How to Enable Gemini AI Service
First, you need to visit the Gemini AI online Studio page: https://aistudio.google.com/. You might want to try and see if you can open it.
- Scientific Internet Access is a Prerequisite: This may be the only hurdle to using Gemini AI. Sometimes, even if you are using scientific internet access, opening the above address may still display a "Country or region not supported" message.
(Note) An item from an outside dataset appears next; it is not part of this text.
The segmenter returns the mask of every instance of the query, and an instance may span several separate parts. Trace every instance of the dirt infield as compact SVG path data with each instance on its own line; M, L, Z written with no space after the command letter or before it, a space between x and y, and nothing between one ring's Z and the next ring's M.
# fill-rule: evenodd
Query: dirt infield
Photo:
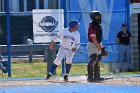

At this point, you need to try switching VPN nodes until the page displays the following interface correctly:
Get API Key: In the upper left corner of the page shown above, you will see a Get API Key button. Click it and create a new key.
Paste API Key: Paste the API Key you obtained into the pyVideoTrans software. To do this, open the software's settings menu, find the "Gemini Pro Gemini Key" option, and paste the key in.
Using in Video Translation and Dubbing Software
Please upgrade to the v3.07 patch version first
- First, fill in your Key and the model you are using in the menu bar--Translation Settings--Gemini pro, and you can also modify the prompt words during transcription here.
- Don't forget the proxy/vpn, otherwise errors are inevitable
- Select
Gemini Large Model Recognition
in the voice recognition channel, upload the audio and video, select the pronunciation language, and do not selectChinese re-segmentation
. Gemini's own segmentation effect is good, and the result may be worse if you select it.
- Just wait for the recognition result. If you are not satisfied, you can adjust the prompt words and modify again.